Survey data is interesting, and hard data is more definitive, but I always also want to check what other smart and influential organizations are saying. Everyone has access to different data sources, and by pooling resources we can get a closer view of reality.
There are multiple estimates of the number of app downloads for the last full year for which we have complete data, 2015:
- Business of Apps: 25 billion iOS, 50 billion Android
- App Annie: 111.2 billion total, including third-party app stores in China etc.
- Forrester: 226 billion total (mid-year estimate)
Divide those numbers by the number of devices we know from Apple’s and Google’s public statement to be in use, and we can calculate installs per device. Pretty clearly, Business of Apps, at 31, is the closest to comScore’s zero apps per month.

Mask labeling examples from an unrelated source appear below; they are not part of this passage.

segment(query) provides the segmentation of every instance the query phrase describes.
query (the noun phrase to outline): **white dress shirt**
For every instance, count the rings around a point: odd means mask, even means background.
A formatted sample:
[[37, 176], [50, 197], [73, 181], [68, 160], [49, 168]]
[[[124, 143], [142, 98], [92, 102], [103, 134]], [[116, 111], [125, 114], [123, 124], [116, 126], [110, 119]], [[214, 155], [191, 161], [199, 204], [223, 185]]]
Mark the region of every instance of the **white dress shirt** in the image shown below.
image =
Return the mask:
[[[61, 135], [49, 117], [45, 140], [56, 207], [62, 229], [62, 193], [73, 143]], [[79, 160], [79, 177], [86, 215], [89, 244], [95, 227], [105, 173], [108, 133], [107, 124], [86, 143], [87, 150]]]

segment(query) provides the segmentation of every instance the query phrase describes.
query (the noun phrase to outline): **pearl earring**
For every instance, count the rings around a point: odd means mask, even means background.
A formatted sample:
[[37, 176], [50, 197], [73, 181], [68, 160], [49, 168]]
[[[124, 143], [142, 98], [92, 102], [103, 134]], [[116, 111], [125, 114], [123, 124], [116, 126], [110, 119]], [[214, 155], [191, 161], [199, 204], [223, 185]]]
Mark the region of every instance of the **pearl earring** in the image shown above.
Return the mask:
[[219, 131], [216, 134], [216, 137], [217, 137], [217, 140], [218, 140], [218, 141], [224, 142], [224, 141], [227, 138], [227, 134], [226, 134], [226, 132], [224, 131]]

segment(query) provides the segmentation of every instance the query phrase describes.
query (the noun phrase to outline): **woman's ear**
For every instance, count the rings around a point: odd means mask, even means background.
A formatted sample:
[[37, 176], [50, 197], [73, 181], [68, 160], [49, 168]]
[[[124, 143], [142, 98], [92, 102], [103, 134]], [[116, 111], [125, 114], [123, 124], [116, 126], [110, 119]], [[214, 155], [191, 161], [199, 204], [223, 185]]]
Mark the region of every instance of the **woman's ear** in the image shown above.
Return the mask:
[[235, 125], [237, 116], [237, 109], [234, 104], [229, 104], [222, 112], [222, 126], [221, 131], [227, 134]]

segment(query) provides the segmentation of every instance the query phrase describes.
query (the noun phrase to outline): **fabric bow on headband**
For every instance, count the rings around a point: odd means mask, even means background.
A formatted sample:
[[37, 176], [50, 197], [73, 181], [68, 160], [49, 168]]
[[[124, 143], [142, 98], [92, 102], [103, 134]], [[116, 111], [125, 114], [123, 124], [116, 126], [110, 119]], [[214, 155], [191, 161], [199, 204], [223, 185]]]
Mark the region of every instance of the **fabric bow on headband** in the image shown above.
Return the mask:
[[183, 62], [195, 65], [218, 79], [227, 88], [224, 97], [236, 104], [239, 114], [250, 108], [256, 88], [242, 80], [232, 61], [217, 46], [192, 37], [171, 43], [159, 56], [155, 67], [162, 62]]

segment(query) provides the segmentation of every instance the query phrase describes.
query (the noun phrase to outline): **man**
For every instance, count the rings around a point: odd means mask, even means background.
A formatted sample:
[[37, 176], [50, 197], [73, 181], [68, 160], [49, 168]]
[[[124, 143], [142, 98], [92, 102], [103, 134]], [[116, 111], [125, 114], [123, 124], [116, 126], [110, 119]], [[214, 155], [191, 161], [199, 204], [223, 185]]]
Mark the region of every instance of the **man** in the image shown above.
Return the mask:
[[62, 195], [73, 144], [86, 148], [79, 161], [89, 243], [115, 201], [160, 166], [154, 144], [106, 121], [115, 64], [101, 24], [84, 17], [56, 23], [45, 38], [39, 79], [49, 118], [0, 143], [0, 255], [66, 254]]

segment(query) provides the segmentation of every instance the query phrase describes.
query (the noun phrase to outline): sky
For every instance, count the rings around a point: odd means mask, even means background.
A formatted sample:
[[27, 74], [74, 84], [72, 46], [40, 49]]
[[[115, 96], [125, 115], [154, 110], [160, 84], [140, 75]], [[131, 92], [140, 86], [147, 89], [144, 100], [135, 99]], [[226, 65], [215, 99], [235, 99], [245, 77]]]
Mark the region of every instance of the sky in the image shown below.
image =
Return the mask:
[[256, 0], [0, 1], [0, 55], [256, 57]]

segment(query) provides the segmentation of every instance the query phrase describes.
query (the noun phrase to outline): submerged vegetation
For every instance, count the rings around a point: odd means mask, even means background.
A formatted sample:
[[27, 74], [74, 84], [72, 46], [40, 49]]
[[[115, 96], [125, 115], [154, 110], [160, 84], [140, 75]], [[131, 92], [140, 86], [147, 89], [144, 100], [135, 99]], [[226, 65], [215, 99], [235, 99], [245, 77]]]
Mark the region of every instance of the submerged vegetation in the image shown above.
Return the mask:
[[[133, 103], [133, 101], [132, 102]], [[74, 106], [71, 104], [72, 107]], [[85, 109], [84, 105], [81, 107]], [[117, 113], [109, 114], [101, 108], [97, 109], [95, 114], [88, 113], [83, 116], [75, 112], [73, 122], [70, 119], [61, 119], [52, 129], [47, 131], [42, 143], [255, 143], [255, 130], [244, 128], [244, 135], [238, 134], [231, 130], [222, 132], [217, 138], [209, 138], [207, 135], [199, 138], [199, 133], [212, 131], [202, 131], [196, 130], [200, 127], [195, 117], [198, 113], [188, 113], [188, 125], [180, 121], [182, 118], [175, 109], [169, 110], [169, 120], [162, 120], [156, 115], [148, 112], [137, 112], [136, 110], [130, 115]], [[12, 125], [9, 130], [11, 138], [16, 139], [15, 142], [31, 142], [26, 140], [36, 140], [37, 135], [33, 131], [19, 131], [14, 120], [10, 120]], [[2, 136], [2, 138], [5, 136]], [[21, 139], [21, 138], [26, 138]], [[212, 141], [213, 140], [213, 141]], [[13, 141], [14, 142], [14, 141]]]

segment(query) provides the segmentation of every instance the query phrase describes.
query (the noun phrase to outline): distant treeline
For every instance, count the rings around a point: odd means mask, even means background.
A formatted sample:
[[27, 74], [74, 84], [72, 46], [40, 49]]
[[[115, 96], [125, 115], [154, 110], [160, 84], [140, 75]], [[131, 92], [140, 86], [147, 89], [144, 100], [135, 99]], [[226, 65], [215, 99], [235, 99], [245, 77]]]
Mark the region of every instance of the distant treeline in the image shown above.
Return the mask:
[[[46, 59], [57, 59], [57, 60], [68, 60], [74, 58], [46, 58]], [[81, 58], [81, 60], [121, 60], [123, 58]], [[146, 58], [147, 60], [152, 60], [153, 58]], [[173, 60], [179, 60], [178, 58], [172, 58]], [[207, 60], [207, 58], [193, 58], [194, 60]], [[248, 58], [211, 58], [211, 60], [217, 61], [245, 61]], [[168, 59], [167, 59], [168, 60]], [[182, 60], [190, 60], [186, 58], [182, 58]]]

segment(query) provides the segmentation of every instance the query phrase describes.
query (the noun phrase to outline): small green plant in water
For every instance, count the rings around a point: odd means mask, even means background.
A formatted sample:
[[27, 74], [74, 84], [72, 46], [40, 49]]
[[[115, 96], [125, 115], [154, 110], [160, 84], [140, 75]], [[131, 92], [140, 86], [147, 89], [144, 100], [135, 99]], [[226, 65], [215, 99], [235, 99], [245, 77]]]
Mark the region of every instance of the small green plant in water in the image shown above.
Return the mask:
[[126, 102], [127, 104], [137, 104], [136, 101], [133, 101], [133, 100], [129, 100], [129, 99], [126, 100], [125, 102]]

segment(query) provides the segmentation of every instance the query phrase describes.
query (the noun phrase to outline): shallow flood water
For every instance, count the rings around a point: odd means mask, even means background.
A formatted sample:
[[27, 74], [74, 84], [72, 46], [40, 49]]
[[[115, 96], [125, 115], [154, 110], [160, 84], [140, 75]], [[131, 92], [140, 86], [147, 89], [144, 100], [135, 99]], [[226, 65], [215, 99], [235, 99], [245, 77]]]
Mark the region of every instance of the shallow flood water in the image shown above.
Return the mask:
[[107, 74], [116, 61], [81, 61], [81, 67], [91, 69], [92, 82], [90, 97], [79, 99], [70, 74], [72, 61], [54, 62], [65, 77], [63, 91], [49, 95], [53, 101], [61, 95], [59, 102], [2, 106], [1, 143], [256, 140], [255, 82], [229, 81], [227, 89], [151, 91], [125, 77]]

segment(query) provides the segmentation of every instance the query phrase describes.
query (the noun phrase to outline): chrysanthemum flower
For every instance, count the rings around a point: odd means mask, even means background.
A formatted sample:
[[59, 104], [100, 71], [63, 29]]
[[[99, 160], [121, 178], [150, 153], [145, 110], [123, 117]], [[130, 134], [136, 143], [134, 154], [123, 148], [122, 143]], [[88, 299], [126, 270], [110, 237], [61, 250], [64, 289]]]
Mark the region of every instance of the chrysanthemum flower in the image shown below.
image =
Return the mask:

But it’s still at 2.5 installs per device, which means perhaps three or more per person. App Annie is at 46 installs per device, and Forrester’s mid-year projection was 94 apps per device, which would equal almost 12 per person per month, at our standard 1.6 multiplier from devices to people.
(Again, that’s based on published data on dual ownership of smartphones and tablets.)
The big caveat here, of course, is that these numbers are global and include significantly growing mobile ecosystems, such as China, India, and Africa. However, even if you wipe out half of the numbers off the top, the lowest total still works out to more than one app per month. And assuming that the U.S. is only 25% of the app install velocity of the rest of the world still puts American smartphone owners at an average of one app install per device per month, using App Annie’s numbers … which is 1.6 app installs per person per month.
No matter which numbers you choose, Americans are downloading more apps than previously reported. So much so that 1.5 per month seems a reasonable, evidence-supported, and very conservative number.
Very likely, the true number is right where the survey said it was: 2–3 per month.